Il fait partie de notre vie quotidienne mais est pourtant de plus en plus décrié: le plastique emballe bon nombre de nos aliments et produits de première nécessité et ce matériau construit pour durer finit bien souvent à la poubelle après un seul usage. Pour la pétitionnaire Isabelle Grüneisen, seule une faible quantité de plastique est recyclée tandis que 70% du volume risque de finir dans la nature où il faut compter entre 20 et 450 ans pour qu’il soit dégradé. Voilà pourquoi elle a lancé une pétition qui demande à obliger la récupération des emballages plastiques par le producteur afin de les réutiliser. Explications.

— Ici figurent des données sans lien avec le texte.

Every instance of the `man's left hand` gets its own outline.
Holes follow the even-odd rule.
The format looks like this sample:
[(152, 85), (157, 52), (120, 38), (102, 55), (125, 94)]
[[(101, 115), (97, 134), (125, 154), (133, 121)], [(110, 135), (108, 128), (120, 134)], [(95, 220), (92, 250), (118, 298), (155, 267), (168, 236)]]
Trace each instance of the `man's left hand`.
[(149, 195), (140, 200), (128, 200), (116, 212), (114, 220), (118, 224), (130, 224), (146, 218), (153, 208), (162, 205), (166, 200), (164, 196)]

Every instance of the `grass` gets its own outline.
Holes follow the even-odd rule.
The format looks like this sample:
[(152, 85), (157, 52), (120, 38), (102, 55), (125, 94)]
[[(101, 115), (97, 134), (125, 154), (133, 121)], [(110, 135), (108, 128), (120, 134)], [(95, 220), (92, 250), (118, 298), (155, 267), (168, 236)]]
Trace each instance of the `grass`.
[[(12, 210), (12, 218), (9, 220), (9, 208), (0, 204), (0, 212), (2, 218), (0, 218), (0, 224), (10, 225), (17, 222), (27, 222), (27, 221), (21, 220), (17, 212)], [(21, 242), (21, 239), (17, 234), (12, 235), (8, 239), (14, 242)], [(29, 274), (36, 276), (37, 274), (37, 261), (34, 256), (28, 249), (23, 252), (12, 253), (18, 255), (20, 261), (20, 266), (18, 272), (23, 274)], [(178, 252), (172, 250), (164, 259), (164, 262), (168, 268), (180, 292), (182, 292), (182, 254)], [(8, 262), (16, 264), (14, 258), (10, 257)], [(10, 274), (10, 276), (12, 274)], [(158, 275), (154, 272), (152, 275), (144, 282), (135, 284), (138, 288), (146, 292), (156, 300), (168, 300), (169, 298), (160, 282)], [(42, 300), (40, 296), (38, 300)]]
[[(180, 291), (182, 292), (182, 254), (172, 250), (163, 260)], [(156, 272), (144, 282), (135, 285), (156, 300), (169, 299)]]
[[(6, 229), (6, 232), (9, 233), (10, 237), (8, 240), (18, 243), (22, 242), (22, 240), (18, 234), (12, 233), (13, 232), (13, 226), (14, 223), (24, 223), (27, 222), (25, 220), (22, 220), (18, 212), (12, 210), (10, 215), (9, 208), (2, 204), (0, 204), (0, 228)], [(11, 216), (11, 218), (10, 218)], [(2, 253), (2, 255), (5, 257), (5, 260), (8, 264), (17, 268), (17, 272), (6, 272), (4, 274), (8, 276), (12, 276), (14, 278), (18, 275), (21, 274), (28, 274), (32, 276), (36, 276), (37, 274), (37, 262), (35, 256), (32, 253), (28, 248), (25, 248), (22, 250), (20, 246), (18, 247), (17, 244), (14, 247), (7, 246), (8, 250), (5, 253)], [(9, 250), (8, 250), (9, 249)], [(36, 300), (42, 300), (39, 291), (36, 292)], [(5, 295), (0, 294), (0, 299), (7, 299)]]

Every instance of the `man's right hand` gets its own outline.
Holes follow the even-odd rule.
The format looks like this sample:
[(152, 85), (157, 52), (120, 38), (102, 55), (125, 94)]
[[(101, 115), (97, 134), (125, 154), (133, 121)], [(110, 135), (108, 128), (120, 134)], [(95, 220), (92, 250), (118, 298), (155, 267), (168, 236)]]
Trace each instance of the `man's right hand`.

«Un système de consigne d’emballages plastiques existe déjà en Norvège et en Allemagne. Ici au Luxembourg, de plus en plus de récipients en plastique s’empilent dans nos habitations avant de partir au recyclage. Mais à peine 25% d’entre eux sont réellement recyclés. Le reste finit dans la nature. Ces bidons sont conçus pour vivre jusqu’à 1.000 ans alors que nous les utilisons à peine 24 heures. Le plastique contrôle notre vie. On le respire, on le mange, on engère environ 5 grammes par semaine ce qui est l’équivalent d’une carte de crédit. Et cela ne va pas diminuer car la production est en plein boom. On sensibilise les consommateurs à ne pas acheter de plastique mais je suis sidérée de voir au supermarché que tout est emballé dans ce matériau. Il est temps d’arrêter cela.

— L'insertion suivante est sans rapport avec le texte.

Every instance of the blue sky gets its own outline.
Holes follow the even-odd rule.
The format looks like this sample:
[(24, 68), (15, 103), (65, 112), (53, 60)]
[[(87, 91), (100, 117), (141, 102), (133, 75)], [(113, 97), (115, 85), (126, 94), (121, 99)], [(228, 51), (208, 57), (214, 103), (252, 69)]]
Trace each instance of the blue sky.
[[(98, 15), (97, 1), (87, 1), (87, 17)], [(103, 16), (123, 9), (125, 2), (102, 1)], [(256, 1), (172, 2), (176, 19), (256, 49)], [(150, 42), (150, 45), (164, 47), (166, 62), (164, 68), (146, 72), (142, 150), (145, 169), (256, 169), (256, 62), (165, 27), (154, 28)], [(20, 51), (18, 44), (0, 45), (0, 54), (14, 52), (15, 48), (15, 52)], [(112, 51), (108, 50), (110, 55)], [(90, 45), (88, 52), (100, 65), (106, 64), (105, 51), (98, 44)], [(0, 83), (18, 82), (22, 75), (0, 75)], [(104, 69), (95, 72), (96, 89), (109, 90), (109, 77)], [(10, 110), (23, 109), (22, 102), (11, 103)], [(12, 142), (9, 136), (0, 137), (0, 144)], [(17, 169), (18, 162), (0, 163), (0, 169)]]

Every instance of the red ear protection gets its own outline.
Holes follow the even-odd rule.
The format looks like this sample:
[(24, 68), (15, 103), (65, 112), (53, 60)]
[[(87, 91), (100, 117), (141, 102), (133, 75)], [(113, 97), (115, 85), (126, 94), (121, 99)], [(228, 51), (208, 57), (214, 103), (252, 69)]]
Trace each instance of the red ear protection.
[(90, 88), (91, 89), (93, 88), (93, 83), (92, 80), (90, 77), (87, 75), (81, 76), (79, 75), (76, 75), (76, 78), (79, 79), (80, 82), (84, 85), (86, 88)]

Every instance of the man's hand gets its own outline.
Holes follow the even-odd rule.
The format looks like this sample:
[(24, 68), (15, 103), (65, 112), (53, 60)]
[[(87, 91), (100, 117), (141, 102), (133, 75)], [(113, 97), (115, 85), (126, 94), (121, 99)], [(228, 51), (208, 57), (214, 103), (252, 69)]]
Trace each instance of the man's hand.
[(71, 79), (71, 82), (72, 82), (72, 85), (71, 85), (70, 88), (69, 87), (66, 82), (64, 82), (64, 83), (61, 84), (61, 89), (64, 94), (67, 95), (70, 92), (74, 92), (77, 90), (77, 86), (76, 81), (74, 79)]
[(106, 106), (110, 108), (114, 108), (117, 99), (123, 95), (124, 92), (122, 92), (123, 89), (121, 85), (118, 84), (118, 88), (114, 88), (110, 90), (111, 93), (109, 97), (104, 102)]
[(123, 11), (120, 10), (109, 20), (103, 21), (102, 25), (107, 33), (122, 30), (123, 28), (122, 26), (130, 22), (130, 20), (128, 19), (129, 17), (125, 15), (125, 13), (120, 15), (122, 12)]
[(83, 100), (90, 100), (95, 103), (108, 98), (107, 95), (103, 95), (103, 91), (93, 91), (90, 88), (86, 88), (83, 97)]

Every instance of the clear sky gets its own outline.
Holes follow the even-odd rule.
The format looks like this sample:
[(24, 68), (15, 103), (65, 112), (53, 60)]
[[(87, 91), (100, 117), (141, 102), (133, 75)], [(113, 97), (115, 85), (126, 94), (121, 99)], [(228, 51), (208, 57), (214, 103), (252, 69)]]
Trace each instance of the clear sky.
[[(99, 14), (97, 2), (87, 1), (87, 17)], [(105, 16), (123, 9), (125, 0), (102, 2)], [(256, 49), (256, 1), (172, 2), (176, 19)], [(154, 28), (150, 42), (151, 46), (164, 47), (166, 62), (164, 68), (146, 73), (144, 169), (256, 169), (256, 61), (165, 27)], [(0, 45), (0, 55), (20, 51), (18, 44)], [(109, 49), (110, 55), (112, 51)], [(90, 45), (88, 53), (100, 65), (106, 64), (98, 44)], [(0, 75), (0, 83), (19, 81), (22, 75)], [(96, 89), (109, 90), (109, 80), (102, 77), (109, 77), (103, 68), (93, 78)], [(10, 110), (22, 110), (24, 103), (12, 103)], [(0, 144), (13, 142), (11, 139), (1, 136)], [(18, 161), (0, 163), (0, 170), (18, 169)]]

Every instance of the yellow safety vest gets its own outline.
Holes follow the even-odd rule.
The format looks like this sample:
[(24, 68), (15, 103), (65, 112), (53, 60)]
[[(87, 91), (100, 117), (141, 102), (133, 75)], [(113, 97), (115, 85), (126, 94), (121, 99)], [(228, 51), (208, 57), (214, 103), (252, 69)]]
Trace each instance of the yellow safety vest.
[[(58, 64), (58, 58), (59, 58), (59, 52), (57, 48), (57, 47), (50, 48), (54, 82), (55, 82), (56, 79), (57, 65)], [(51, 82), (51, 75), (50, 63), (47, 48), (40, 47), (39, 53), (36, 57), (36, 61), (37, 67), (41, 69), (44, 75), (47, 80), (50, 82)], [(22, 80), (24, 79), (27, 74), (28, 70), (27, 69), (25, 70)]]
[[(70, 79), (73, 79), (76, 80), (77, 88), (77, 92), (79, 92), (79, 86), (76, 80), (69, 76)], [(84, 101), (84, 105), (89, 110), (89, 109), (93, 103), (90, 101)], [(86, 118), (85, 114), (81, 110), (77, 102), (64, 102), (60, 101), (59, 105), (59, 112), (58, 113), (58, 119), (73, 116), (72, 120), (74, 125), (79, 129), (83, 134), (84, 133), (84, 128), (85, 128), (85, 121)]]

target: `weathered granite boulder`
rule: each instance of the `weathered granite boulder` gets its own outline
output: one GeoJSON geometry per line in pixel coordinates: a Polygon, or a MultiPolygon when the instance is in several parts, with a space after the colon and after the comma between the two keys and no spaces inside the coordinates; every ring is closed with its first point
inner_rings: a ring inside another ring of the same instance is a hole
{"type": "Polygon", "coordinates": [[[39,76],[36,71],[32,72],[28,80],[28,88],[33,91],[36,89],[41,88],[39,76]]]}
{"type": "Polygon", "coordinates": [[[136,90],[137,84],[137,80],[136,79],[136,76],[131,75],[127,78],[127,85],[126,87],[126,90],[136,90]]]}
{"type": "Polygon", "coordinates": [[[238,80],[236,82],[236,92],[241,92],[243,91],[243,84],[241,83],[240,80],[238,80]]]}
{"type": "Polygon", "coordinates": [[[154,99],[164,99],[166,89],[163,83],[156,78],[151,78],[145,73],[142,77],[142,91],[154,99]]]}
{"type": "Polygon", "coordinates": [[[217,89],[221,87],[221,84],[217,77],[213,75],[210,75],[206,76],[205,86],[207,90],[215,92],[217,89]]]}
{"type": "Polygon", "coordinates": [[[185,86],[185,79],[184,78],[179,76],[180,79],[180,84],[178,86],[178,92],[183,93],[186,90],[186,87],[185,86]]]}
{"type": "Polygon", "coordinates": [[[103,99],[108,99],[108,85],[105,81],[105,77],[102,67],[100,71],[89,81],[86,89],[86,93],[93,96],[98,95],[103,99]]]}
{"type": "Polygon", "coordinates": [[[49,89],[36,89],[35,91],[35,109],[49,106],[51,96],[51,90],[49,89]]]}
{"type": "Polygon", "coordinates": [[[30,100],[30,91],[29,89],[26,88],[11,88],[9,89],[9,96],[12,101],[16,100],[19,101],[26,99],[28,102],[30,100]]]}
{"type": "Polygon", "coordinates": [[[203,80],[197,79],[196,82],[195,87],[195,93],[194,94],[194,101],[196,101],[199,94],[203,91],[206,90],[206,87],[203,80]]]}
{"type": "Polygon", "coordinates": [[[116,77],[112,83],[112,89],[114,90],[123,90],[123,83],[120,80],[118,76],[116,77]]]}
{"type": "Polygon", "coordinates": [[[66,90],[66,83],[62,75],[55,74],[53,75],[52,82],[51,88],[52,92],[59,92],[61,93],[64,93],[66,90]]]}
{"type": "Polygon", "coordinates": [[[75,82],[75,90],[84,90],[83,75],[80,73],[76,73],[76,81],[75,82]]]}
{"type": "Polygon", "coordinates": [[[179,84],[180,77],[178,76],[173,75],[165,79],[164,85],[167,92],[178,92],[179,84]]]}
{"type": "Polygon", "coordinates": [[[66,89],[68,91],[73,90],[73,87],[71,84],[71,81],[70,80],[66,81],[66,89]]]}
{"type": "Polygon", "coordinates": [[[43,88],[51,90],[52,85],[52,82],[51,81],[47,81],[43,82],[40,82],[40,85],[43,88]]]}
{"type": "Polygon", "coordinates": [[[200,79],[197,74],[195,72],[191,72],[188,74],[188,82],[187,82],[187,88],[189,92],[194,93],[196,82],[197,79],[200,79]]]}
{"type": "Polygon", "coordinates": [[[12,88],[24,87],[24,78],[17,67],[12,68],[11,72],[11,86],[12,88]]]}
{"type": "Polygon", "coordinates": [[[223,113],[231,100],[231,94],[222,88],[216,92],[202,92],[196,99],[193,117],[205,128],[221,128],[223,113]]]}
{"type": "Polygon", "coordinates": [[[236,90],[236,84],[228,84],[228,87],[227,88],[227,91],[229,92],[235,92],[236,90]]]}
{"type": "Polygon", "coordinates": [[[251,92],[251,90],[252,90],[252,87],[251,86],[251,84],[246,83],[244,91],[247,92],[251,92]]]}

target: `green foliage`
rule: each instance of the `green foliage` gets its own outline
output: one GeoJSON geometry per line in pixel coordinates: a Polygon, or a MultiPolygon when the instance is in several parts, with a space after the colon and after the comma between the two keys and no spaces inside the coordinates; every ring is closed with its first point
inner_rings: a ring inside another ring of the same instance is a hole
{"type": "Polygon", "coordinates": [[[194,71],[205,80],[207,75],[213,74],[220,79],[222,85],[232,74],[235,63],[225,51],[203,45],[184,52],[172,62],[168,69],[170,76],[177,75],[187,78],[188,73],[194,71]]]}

Je sais que la production coûte moins cher que le recyclage donc, je propose qu’on oblige les producteurs à reprendre les contenants. Je suis consciente qu’une majorité des biens de consommation courante au Luxembourg soit importée de l’étranger mais élaborer des ensembles de points de collectes où les emballages pourraient être récupérés par les producteurs est réalisable. Le plastique est réutilisable et nous n’exploitons pas cela pour des raisons de coûts.

Il faut lutter ensemble parce que le problème est global. On fait déjà beaucoup en Europe, mais dans les pays émergents le problème va encore empirer. Voilà pourquoi il est temps d’arrêter de plastifier la planète. Si beaucoup de choses ne peuvent pas être recyclées aujourd’hui, réutilisons-les plutôt que de les jeter.»